In this study, a novel nonlinear analysis approach called RCmvMAAPE is raised. Various synthetic signals are analyzed and compared with RCmvMPE, mvMAAPE, and RCmvMSE. The results verify that RCmvMAAPE could effectively measure the complexity of multivariate time series and enjoys more stable performance. In the fault detection part, the mvAAPE is used to define a threshold. If the mvAAPE value of the measured sample is less than the threshold value, the equipment is normal, so as to realize the fault detection of the equipment. When a fault is detected, RCmvMAAPE is employed to extract fault features to construct initial feature vectors, and then mRmR is used to select sensitive features to form sensitive features to be classified. Finally, the sensitive feature vectors are input into the WOA-KELM classifier to determine the type and severity of the fault. The validity of the raised approach is verified by two typical examples, namely, rolling bearing and gearbox. The results demonstrate that the raised approach can not only accurately detect the fault of rotating machinery but also effectively identify the fault type.

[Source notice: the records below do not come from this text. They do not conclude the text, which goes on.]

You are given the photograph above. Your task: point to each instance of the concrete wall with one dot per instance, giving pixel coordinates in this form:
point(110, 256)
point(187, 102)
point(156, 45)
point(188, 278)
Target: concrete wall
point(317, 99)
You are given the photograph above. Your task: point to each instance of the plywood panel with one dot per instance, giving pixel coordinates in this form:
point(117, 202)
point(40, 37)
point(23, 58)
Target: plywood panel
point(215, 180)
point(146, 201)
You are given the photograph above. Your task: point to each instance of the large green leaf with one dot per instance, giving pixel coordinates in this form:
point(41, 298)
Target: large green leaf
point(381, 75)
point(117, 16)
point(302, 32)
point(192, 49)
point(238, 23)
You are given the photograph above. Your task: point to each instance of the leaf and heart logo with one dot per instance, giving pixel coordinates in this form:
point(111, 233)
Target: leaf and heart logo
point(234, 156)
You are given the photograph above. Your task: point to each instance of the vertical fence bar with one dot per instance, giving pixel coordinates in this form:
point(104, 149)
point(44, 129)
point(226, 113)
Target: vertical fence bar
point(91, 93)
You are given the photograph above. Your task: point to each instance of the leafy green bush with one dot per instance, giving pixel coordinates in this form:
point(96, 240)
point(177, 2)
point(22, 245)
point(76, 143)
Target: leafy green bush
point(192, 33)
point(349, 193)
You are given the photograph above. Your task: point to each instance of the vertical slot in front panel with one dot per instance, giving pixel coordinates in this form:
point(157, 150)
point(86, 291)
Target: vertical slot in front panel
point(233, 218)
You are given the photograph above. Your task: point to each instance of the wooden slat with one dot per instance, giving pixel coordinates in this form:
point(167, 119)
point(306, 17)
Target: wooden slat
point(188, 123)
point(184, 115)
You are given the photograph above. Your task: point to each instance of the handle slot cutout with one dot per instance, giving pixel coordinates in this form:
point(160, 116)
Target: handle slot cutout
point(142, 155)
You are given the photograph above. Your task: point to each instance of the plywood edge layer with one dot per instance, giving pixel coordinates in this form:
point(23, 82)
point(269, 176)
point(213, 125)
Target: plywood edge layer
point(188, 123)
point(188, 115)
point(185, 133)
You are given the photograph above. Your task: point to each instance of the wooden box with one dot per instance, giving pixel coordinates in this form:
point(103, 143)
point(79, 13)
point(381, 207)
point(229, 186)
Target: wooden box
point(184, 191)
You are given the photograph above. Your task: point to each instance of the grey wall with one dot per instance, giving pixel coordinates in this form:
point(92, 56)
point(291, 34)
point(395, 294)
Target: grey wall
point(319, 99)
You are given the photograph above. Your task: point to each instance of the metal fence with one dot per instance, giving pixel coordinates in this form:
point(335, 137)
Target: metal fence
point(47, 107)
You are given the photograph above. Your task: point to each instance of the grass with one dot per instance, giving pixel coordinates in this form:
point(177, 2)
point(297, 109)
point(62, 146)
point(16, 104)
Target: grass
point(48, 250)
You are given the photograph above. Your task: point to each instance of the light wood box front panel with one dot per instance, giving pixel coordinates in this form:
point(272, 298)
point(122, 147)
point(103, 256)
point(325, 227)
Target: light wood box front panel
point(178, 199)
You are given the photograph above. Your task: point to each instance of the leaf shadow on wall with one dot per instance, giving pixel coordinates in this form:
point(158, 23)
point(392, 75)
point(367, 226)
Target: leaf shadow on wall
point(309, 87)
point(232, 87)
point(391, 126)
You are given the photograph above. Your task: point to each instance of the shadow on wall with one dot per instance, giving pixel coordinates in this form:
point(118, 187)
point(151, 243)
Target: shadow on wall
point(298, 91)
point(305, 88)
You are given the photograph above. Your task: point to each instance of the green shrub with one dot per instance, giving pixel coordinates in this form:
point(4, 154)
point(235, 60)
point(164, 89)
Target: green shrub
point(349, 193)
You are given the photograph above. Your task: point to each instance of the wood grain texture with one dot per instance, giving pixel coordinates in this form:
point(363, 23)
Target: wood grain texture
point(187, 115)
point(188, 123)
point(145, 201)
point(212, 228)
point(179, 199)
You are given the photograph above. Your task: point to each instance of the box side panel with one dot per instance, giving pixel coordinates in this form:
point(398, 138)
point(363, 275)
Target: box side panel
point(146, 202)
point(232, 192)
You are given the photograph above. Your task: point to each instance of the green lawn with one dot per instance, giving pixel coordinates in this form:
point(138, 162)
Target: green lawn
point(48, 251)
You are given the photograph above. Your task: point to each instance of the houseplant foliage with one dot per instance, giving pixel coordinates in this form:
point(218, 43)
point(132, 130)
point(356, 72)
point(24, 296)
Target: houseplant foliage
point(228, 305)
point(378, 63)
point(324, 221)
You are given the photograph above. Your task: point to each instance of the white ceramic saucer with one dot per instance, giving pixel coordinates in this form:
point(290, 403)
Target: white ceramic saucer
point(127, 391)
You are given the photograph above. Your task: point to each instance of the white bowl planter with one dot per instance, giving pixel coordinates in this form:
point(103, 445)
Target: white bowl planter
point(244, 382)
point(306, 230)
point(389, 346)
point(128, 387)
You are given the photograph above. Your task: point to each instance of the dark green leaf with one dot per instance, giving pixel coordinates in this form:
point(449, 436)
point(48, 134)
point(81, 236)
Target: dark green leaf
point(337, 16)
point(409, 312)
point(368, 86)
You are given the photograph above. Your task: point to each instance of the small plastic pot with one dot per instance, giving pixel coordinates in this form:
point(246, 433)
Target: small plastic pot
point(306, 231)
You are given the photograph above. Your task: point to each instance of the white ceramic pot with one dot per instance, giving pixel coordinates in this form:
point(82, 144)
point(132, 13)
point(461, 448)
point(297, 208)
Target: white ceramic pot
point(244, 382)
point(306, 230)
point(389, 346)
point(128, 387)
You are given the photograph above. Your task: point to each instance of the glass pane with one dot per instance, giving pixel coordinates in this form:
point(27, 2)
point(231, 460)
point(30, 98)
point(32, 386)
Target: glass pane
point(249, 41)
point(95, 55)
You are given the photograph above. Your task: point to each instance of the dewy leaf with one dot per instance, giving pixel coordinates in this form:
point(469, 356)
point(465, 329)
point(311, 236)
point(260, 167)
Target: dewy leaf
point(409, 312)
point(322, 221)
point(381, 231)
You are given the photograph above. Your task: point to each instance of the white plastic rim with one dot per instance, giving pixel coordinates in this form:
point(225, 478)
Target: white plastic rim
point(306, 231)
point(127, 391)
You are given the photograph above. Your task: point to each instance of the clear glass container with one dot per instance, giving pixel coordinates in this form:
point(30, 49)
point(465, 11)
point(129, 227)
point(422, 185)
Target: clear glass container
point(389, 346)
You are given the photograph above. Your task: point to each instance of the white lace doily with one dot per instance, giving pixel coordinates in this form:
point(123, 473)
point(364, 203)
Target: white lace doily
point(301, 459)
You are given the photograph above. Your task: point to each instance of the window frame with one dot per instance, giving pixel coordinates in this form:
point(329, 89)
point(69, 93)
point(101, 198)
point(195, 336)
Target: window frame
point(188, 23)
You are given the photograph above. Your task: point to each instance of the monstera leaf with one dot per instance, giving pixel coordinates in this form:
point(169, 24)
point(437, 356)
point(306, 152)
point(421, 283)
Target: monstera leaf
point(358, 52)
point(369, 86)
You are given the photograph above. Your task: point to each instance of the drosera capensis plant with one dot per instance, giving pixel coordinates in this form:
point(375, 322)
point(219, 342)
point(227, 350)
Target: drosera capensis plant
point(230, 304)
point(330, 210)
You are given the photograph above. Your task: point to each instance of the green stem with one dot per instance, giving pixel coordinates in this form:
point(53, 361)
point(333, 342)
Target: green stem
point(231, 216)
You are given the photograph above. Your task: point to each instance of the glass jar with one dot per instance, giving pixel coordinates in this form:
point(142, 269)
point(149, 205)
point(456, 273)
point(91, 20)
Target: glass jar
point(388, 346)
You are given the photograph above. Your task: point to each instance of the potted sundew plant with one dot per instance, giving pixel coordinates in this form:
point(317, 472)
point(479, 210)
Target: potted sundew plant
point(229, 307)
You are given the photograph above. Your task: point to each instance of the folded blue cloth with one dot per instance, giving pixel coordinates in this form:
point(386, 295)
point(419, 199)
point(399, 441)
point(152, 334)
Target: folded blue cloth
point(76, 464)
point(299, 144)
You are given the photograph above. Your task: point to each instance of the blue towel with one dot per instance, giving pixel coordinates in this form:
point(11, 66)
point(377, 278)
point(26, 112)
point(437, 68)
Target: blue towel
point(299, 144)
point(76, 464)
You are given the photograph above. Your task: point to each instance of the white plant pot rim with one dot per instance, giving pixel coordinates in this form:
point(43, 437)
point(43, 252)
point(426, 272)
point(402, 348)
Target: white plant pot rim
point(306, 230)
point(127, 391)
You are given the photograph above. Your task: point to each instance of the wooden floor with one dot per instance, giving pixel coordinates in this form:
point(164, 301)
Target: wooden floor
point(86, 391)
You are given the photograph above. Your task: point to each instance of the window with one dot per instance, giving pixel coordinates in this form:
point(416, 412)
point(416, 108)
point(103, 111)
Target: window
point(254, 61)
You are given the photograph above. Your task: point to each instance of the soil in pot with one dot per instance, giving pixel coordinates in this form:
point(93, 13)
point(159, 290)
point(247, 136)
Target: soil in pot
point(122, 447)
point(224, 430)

In addition, compared with other methods, RCmvMAAPE can extract higher quality fault features from multichannel vibration signals and is superior to that of common entropy-based methods, which verifies its effectiveness in feature extraction. From the perspective of practical application, the proposed method avoids the mode classification that is full of uncertainty and improves the effectiveness and timeliness of fault diagnosis by detecting the state of rotating machinery, thereby is more in line with the actual engineering needs.

Data Availability

The experimental data used to support the findings of this study are available from the corresponding author upon request.

Conflicts of Interest

The authors declare that there are no conflicts of interest regarding the publication of this paper.